A JusDh divulgou nesta quinta-feira (2) carta aberta que compila uma série de problemáticas em relação a escolha e nomeação do/a novo/a Ministro/a do Supremo Tribunal Federal (STF) e expressa a preocupação das entidades da Articulação com falta de transparência e diálogo com a sociedade.
Enviado à Michel Temer e Alexandre Moraes, o documento requer a regulamentação do processo de nomeação de Ministros/as, com procedimentos que garantam a chamada pública de candidaturas, aliada a etapas de divulgação das candidaturas, consulta pública quanto aos perfis dos candidatos e participação da sociedade nas sabatinas.
Ainda, a carta exige que o compromisso com os direitos humanos, as perspectivas de gênero e raça sejam critérios estruturantes para escolha de novos membros do STF.

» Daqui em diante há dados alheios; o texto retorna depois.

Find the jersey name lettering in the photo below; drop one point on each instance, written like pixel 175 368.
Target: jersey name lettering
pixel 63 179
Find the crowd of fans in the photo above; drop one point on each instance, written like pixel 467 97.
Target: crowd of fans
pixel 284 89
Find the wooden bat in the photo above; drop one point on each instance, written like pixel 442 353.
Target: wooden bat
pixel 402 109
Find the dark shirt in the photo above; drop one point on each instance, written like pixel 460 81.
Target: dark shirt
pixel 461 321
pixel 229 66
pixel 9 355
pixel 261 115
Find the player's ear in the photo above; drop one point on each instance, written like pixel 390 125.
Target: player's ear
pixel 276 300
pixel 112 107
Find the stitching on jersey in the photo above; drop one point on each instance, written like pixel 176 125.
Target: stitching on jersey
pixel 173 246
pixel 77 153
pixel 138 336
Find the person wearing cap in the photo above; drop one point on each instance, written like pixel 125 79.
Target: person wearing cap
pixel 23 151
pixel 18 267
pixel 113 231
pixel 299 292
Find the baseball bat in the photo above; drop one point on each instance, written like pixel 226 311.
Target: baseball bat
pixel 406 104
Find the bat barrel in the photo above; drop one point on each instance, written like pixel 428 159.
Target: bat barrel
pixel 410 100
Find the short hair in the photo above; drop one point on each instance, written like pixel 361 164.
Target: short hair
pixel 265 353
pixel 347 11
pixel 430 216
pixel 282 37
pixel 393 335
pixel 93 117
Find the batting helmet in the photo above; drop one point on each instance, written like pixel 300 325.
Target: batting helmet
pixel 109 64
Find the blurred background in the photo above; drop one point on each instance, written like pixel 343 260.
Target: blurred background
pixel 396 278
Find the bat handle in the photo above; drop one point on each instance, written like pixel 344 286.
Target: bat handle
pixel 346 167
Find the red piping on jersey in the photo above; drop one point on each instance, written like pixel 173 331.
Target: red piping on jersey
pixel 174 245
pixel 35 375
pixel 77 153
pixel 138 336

Apoiado por todas as entidades que compõem a Articulação Justiça e Direitos Humanos, o documento está aberto a adesão de organizações, entidades e movimentos sociais. Apoie!
>> Leia a carta na íntegra:
Por transparência e participação social nos processos de nomeações de Ministros/as do Supremo Tribunal Federal
Aos Senhores
Presidente da República Michel Temer
Ministro da Justiça Alexandre de Moraes
A Articulação Justiça e Direitos Humanos (JusDh), rede da sociedade civil criada em 2011, que reúne organizações de direitos humanos, movimentos sociais e ativistas que lutam pela democratização da Justiça brasileira, novamente preocupada com a falta de transparência, diálogo com a sociedade e critérios para escolha e nomeação do/a novo/a Ministro/a do Supremo Tribunal Federal (STF), vem expor e requerer o que segue:
A postura histórica de isolamento e condução a portas fechadas da política de justiça não condiz com a construção do Estado Democrático de Direito, em todas as suas esferas e poderes. E, como instituição da administração pública brasileira, o Judiciário também deve fazer parte das respostas aos anseios dos brasileiros e brasileiras.
Construir mecanismos para participação da sociedade nos processos de indicação de pessoas que ocuparão a relevante função de Ministros/as da mais alta Corte do país, certamente significa um passo fundamental para tornar o sistema de justiça mais plural e para responder às demandas sociais por direitos e democracia.
A sociedade brasileira vem descobrindo a importância dos órgãos do sistema de justiça nos processos de decisão sobre os rumos do país e tem lutado para que a agenda política de justiça não se dê à margem de qualquer diálogo e mecanismo de controle social.
Inconformada com o modelo retrógrado dos processos de nomeação para o STF, que alija a população dos seus direitos à informação idônea e à participação popular, a JusDh, desde sua criação, reivindica mudanças nos processos de indicação e sabatina, com a definição de regulamento que garanta mecanismos democráticos, participação da sociedade, controle social e a definição de critérios para escolha de novos Ministros/as.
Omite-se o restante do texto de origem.